Basically, I am trying to run a map operation in parallel.

Some questions:

Does this map @sources in parallel using 50 workers?
Is this the right way to use Flow? I read the docs, and they mentioned partitioning to achieve better performance, but I don’t quite get if it is useful in my case.
Is there any other mature library for this kind of tasks? I am already using GenStage so don’t mention it. I think it’s an overkill to start GenStage for some temporary, periodic work (Am I wrong?).

dimitarvp · December 31, 2019, 10:25pm

I don’t know how complex your mapping function is but to me Flow and even GenStage seem to be an overkill for the simplified scenario that you presented. Especially GenStage is basically only necessary when you want to have back-pressure (namely consumers to be able to inform the producers that they are giving them work too fast).

Have you tried with Task.async_stream and controlling its maximum concurrency?

vfsoraki · December 31, 2019, 10:55pm

Nothing too complex, some ordinary HTML fetch and parse thing.

How come I have never seen Task.async_stream? Seems like exactly what I needed.

Anyway, what I did with Flow at first was wrong, here is a version that works in parallel:

  @sources
  |> Flow.from_enumerable()
  |> Flow.partition(stages: 20)
  |> Flow.map(fn {mod, fun, args} = mfa ->
    Logger.debug(fn -> ~s(Running #{inspect(mfa)}) end)
  end)
  |> Stream.run()

I know, 20 stages are a bit high, but my work is mostly IO bound.

vfsoraki · December 31, 2019, 11:06pm

Just for the sake of it, this is the same thing using Task:

  MySupervisor
  |> Task.Supervisor.async_stream_nolink(@sources, fn {mod, fun, args} = mfa ->
    Logger.debug(fn -> ~s(Running #{inspect(mfa)}) end)
  end, max_concurrency: 20, timeout: 120_000, ordered: false, on_timeout: :kill_task)
  |> Stream.run()

I used supervisor and no linking version, because tasks could fail sometimes.

But I think the Flow is more beautiful, and since I’m already using GenStage somewhere else (processing infinite stream of data), having Flow wouldn’t hurt that much.
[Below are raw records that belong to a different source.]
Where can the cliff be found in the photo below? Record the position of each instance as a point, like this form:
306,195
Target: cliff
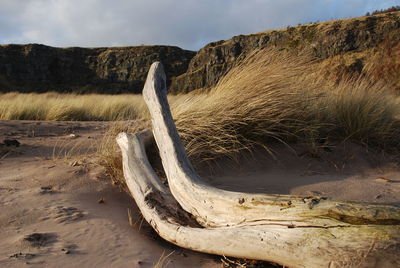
369,44
39,68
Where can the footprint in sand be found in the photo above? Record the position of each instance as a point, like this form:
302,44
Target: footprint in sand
39,239
67,214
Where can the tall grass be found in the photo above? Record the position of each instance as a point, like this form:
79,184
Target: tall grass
55,106
276,97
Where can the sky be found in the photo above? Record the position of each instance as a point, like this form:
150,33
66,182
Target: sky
189,24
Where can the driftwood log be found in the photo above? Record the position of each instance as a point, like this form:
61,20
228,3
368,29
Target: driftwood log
289,230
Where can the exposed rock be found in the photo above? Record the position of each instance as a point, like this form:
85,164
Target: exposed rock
324,40
40,68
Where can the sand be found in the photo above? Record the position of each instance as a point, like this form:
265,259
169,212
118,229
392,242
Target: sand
48,186
58,209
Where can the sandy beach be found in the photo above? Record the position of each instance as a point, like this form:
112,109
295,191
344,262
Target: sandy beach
59,209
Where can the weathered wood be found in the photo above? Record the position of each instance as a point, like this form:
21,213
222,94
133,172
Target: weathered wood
290,230
216,207
351,246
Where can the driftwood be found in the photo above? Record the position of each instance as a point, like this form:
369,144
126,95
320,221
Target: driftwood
289,230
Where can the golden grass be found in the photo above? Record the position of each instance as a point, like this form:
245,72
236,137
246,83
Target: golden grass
65,107
271,96
275,97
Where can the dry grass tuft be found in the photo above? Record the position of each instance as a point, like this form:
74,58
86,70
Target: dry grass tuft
276,97
66,107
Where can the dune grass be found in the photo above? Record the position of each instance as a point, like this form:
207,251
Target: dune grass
65,107
270,96
275,97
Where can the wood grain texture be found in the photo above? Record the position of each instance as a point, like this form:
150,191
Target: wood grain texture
290,230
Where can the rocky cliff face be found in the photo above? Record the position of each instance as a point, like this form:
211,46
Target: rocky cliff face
324,40
345,45
39,68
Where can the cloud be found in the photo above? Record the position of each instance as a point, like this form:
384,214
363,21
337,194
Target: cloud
186,23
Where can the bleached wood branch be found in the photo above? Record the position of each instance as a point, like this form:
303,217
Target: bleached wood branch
290,230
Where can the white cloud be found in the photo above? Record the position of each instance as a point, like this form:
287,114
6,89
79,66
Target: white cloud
186,23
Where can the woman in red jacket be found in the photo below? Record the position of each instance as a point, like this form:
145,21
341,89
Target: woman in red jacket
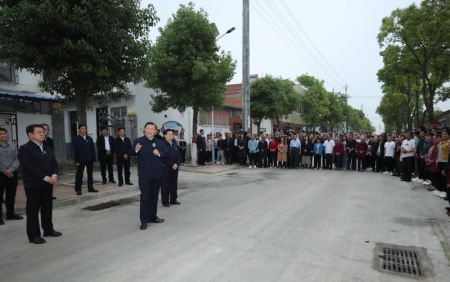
361,153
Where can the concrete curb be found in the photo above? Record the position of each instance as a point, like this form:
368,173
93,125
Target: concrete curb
57,204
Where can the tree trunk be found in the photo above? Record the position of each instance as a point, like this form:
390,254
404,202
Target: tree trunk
194,124
81,104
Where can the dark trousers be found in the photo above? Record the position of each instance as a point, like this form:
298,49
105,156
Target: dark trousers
273,158
390,163
149,188
79,175
106,162
8,186
361,163
253,158
124,165
441,180
338,161
263,159
39,199
201,157
328,161
183,155
294,156
351,161
407,168
421,168
169,188
317,161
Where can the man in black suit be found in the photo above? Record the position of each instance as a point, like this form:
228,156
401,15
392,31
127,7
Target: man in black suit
40,173
122,148
84,157
150,154
169,191
48,141
201,147
105,147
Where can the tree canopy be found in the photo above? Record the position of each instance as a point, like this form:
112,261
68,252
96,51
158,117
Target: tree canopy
420,38
186,65
272,98
81,49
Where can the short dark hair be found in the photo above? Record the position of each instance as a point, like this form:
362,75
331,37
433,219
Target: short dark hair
31,127
150,123
168,130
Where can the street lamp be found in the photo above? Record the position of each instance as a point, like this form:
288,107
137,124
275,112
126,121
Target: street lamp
213,150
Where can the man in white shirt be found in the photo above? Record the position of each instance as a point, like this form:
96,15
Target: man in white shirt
328,147
389,150
408,150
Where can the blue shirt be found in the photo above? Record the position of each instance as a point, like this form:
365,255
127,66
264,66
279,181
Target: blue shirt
295,143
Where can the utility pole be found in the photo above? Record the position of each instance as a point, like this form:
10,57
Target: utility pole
246,66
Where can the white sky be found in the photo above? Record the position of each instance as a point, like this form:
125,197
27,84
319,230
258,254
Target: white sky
343,31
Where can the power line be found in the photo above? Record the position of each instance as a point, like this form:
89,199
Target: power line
284,19
282,34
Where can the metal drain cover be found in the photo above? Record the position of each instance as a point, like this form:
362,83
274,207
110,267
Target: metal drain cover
406,261
111,204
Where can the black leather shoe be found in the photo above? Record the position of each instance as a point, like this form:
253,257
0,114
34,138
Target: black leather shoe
157,220
14,217
37,240
52,234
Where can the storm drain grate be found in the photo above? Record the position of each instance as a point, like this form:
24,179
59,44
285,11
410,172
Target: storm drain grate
111,204
400,261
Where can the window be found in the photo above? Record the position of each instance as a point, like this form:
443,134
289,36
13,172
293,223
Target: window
7,73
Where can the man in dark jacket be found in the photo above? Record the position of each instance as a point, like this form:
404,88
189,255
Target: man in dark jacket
40,173
171,163
105,147
84,157
150,156
122,148
201,148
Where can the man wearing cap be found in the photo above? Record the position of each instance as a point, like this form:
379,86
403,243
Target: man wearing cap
150,156
171,164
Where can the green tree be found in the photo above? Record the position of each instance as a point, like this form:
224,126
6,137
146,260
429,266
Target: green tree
314,102
186,66
83,50
272,98
400,76
424,32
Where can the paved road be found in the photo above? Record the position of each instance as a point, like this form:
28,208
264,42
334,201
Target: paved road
245,225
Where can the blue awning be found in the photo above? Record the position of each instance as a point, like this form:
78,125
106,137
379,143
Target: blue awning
29,96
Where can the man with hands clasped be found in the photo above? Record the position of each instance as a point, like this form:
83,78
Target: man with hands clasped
40,170
150,154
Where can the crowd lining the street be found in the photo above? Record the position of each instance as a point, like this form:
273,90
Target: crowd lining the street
423,153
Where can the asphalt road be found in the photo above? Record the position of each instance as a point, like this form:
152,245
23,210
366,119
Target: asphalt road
244,225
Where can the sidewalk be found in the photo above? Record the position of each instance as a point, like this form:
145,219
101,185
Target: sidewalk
64,190
208,169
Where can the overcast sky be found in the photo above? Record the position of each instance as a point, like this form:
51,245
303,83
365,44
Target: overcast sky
333,40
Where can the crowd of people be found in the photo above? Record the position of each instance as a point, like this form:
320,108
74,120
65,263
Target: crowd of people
423,153
159,158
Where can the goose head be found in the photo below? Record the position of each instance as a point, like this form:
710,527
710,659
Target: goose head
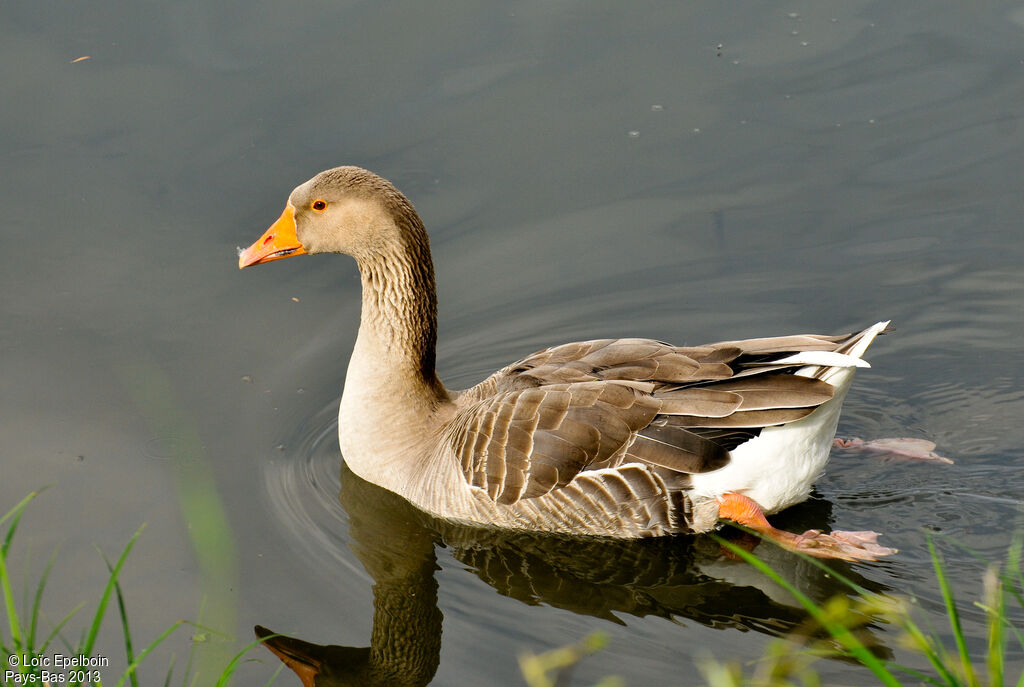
342,210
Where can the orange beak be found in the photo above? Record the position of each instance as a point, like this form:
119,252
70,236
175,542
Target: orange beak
276,243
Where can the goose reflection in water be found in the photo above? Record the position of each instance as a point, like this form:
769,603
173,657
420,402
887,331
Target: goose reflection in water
680,576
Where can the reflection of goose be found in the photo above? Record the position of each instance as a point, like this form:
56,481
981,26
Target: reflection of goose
626,437
667,576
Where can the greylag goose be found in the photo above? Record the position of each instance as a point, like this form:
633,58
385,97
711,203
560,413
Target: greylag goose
611,437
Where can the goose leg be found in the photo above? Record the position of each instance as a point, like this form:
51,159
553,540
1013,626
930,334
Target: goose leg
842,545
901,447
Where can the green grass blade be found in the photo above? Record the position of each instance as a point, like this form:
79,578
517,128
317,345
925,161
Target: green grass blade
170,672
936,655
125,630
952,613
38,599
97,619
130,671
839,633
994,614
12,621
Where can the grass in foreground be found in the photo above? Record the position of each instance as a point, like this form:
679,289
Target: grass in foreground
27,646
836,633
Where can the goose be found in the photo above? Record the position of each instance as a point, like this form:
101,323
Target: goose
610,437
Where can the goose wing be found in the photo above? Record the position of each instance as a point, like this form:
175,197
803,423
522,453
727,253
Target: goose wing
537,425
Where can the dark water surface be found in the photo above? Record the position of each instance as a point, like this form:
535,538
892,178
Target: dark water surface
689,173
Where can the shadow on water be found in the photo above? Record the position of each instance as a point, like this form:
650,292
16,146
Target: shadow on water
673,577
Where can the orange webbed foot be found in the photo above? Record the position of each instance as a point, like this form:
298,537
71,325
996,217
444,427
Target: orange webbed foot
849,546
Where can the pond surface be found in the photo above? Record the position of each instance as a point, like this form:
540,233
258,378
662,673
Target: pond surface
686,172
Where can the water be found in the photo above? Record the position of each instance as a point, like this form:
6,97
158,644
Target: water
585,171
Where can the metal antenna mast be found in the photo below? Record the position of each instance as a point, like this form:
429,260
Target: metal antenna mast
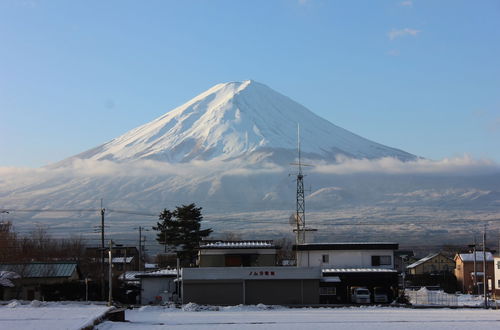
301,201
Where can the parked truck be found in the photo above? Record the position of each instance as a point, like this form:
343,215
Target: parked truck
360,295
380,295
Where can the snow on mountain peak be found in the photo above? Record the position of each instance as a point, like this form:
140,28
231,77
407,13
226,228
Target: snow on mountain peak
234,119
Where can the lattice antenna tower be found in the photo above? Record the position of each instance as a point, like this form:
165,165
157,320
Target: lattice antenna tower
301,201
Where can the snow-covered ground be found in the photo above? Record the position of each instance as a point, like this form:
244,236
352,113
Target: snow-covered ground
262,317
49,315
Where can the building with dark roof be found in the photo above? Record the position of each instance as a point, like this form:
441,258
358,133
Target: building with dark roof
33,276
237,253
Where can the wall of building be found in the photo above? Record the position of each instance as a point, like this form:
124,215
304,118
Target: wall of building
251,292
226,292
251,285
343,258
497,275
436,264
464,270
153,287
254,260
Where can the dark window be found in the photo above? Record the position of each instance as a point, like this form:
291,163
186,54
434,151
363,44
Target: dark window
331,291
381,260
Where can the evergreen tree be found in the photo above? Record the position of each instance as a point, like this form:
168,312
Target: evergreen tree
180,230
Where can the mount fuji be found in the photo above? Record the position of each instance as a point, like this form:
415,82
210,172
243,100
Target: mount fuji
234,120
229,150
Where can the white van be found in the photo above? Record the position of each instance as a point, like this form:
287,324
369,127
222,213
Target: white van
360,295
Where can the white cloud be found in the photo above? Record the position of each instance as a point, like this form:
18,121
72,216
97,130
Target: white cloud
205,170
460,165
141,168
393,34
407,3
393,52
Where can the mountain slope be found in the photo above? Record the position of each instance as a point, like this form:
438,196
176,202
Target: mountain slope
234,120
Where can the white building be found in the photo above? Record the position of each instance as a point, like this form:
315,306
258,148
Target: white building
346,255
497,275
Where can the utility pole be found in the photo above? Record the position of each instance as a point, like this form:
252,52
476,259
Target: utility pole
110,275
140,248
141,229
485,279
103,273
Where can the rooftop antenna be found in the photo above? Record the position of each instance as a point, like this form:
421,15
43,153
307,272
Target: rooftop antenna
300,211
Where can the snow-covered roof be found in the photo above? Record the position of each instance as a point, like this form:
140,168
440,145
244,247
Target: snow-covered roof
159,273
120,260
130,275
479,256
424,259
237,245
347,246
358,270
478,273
41,269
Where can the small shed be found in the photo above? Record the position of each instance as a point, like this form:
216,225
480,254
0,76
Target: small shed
158,287
34,275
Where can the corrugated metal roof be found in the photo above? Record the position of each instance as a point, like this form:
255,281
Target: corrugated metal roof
347,246
359,270
424,259
479,256
236,244
159,273
34,270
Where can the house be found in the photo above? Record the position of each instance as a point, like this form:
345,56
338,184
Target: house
125,258
36,279
158,287
245,272
402,258
432,264
348,265
465,272
237,253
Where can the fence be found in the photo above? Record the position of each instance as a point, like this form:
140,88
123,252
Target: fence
432,298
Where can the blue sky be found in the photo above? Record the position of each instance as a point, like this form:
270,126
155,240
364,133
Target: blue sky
422,76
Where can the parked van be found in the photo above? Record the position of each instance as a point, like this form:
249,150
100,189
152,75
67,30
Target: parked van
360,295
380,295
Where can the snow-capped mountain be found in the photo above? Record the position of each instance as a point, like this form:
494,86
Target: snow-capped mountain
238,119
229,150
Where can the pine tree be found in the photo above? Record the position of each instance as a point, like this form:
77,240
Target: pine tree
181,230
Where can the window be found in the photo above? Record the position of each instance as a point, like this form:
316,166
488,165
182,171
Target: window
381,261
328,291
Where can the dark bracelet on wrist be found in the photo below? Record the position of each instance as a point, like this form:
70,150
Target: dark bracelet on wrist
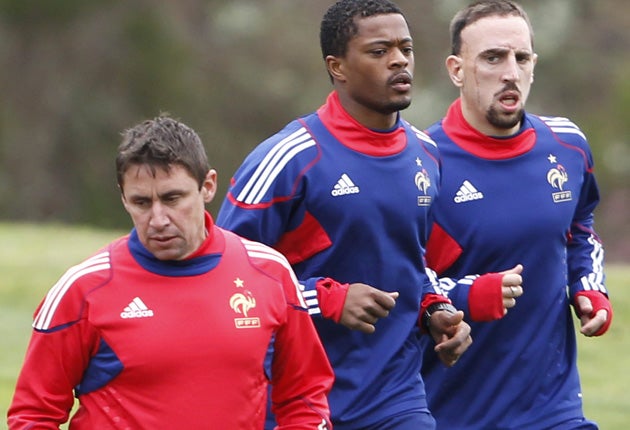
441,306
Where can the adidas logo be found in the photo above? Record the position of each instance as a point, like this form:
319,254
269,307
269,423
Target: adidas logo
344,186
136,309
467,192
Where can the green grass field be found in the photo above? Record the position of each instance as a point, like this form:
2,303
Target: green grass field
33,257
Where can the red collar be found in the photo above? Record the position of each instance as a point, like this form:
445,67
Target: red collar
494,148
213,243
355,136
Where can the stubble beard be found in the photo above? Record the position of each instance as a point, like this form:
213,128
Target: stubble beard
504,122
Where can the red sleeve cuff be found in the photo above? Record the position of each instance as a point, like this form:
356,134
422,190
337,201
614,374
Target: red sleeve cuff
485,298
599,301
331,296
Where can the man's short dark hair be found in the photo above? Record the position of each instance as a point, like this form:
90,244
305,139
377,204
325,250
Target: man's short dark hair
482,9
338,26
160,143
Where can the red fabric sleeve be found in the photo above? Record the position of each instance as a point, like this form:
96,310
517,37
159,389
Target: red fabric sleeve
53,366
331,296
599,301
442,249
311,237
485,298
301,374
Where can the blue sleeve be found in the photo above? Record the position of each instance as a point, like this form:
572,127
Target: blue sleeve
585,253
265,197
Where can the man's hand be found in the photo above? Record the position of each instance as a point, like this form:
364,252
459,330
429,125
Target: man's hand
365,305
451,335
511,287
591,324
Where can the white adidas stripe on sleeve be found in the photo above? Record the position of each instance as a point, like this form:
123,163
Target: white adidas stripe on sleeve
273,163
51,302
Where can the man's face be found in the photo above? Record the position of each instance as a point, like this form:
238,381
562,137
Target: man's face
167,209
374,77
494,71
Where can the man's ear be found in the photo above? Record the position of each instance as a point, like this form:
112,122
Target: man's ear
209,186
335,68
534,61
455,71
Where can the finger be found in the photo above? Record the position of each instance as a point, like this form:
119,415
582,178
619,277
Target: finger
584,305
362,327
453,348
512,280
511,291
385,299
509,302
590,326
518,269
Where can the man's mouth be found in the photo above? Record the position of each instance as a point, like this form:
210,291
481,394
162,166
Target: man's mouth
509,100
401,82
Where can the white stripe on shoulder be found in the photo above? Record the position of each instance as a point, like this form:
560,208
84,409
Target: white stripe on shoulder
273,163
51,302
562,125
423,136
260,250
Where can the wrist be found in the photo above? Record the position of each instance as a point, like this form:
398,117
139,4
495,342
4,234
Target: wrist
433,308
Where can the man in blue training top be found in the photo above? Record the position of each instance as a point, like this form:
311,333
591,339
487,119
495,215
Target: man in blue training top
344,193
516,189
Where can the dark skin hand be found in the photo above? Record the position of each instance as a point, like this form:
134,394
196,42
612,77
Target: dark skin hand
451,335
364,306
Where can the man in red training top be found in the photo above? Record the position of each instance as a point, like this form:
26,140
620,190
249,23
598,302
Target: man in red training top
177,324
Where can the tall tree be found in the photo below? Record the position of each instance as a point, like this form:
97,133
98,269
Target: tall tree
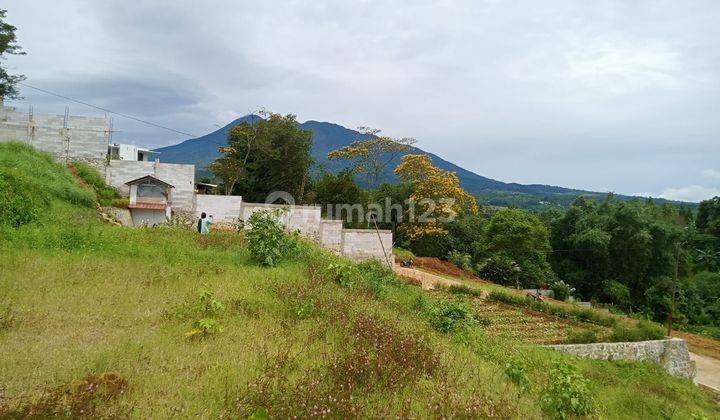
263,156
437,195
372,154
8,45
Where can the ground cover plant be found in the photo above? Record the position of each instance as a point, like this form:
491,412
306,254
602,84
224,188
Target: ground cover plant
99,316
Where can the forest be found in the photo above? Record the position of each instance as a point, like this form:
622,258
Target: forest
629,256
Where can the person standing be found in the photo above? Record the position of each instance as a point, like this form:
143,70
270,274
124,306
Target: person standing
205,224
200,221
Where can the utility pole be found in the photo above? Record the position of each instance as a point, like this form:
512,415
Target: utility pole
672,303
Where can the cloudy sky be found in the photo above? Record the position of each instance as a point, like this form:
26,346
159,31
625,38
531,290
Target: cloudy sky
617,96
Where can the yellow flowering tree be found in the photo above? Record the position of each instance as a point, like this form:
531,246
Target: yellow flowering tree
437,195
372,155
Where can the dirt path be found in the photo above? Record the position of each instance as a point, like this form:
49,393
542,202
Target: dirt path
708,371
427,281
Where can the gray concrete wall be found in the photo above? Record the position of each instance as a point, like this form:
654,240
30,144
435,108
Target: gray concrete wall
331,235
84,138
363,244
181,176
223,208
671,353
304,219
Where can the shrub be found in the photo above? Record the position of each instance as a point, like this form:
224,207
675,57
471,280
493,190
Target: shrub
343,273
121,203
91,176
644,330
22,199
562,290
461,260
567,393
581,337
501,270
267,242
461,289
449,316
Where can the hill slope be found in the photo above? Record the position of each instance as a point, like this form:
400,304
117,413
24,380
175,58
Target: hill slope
329,136
94,321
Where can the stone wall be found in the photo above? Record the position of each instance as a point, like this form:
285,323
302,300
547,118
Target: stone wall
363,244
74,138
304,219
331,235
181,176
671,353
223,208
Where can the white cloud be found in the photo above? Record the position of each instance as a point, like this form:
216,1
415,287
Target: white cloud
692,193
712,174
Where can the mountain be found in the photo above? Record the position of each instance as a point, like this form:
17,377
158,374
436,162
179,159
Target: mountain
328,136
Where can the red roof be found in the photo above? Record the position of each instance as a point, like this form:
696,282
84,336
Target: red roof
151,206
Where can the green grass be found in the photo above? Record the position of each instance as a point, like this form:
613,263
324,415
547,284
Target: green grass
82,302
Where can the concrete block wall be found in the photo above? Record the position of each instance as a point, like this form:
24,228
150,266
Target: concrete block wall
672,354
305,219
224,208
363,244
85,138
331,235
181,176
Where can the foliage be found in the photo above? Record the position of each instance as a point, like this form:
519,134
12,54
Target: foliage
461,260
437,195
263,156
8,45
521,237
267,242
567,393
372,154
105,194
561,290
449,316
500,269
581,337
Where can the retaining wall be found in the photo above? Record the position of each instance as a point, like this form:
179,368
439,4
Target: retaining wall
363,244
74,138
304,219
223,208
181,176
671,353
331,235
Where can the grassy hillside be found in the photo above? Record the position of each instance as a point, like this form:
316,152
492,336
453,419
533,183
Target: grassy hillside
94,322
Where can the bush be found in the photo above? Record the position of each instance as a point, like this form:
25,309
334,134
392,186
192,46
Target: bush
450,316
500,269
644,330
267,242
567,393
581,337
92,177
22,199
121,203
562,290
461,260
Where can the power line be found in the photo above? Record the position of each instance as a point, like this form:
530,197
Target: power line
108,111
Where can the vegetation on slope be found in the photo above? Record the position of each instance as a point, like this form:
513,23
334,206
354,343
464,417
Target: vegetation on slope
103,323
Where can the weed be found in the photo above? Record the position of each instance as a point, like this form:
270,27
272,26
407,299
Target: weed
90,397
449,316
567,393
581,337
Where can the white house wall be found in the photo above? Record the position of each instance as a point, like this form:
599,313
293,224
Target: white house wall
181,176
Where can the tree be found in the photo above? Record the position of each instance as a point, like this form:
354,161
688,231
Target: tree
266,155
8,45
372,155
437,195
516,235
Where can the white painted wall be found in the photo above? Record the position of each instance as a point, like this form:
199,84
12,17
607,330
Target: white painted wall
223,208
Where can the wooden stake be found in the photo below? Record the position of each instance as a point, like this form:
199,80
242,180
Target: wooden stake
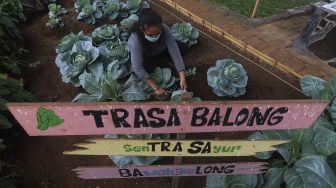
186,97
255,8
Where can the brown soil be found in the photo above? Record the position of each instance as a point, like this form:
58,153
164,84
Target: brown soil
42,158
325,48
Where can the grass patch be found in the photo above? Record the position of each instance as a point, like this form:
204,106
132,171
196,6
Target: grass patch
266,7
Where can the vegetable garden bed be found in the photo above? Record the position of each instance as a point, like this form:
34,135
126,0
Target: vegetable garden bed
42,158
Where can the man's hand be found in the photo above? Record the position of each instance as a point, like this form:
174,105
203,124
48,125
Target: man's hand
183,82
161,92
157,90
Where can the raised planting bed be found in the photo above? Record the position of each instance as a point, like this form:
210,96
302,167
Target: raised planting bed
42,158
266,7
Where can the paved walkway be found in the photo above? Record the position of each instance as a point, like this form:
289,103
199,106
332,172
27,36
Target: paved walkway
274,39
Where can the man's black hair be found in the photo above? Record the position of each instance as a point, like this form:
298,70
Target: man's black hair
147,17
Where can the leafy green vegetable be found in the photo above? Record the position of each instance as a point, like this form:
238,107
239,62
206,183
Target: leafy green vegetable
227,78
69,40
106,33
79,4
185,33
55,23
133,6
55,10
89,13
47,118
73,63
115,51
128,23
111,9
100,86
136,160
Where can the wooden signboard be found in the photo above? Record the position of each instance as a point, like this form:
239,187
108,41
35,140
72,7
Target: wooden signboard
169,171
192,148
49,119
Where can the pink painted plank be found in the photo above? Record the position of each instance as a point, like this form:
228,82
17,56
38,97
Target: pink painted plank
216,116
170,170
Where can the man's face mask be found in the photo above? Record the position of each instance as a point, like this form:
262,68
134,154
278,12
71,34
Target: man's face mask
152,33
153,39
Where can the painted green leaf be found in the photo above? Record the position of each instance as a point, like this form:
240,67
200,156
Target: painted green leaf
301,135
322,121
274,177
250,180
260,155
47,118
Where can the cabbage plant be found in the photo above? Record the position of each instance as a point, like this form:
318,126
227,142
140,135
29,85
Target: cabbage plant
133,6
136,160
99,87
89,13
128,23
105,33
130,7
79,4
112,51
111,9
69,40
227,78
73,63
55,23
185,32
55,10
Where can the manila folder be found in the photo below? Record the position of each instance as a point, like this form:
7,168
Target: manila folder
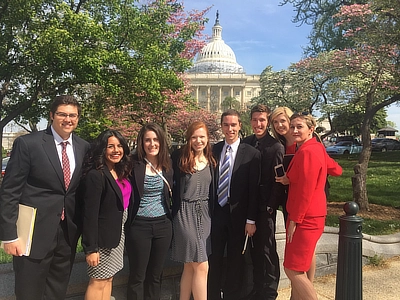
25,226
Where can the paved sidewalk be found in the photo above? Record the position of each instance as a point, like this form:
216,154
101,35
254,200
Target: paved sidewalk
379,283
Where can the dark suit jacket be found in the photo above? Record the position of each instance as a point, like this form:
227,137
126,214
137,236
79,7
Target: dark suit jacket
179,184
34,177
272,152
137,180
103,211
244,184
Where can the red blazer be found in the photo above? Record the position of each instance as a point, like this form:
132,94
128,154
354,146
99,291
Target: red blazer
307,175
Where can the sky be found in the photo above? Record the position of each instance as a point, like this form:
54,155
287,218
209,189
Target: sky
261,34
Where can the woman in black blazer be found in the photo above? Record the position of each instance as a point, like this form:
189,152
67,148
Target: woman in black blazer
107,194
149,229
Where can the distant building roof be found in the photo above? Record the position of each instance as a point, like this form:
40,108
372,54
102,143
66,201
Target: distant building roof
388,129
216,56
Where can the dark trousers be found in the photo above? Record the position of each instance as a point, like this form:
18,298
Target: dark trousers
266,271
47,278
147,244
223,235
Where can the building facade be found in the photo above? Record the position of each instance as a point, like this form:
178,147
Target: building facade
216,75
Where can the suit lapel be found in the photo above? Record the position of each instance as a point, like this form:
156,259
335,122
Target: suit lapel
50,148
238,159
113,184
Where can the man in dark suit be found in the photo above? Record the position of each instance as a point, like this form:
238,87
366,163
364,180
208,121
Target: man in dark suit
35,177
235,208
266,270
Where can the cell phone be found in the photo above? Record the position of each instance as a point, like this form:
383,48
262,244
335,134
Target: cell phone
279,170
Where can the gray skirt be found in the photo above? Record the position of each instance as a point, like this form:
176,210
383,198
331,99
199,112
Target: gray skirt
111,260
192,228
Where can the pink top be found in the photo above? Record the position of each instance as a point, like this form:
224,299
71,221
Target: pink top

One thing about Task.Supervisor.async_stream_nolink bothers me, why arguments start with supervisor name and not the enumerable? Seems unnatural.

dimitarvp · December 31, 2019, 11:07pm

Oh well, it can happen. Important thing is you know about it now!

If that is indeed the case then you are better off using Task.async_stream and manually tune its concurrency parameter to see how much I/O plus CPU load your work can tolerate. IMO if you’re mainly I/O bound then using the default behaviour of Task.async_stream will leave your CPU under-utilised so definitely use a higher concurrency!

Recently I was exercising importing CSV data into a DB from a public dataset. And I actually had to increase my DB pool from 10 to 20 (my CPU’s virtual core count is exactly 20), and instead of putting records one by one in the DB, I used chunking and then inserting records in those chunks (I chose 500 at a time). And this was multiplexed over all CPU cores and I was able to achieve about 90% load on all CPU cores.

In short, Elixir gives you everything you might need for your work but you have to make sure you properly load your machine.

ityonemo · January 1, 2020, 7:19am

Because the module is Task.Supervisor. The convention in Elixir is that if you are calling a module function, then the first parameter will be whatever data structure or thing is referred to by the module (of course Elixir is not perfect). This was a major bone of contention with erlang, which, quite frankly is all over the place and there are several erlang functions which I am constantly looking up the docs on and shaking my head.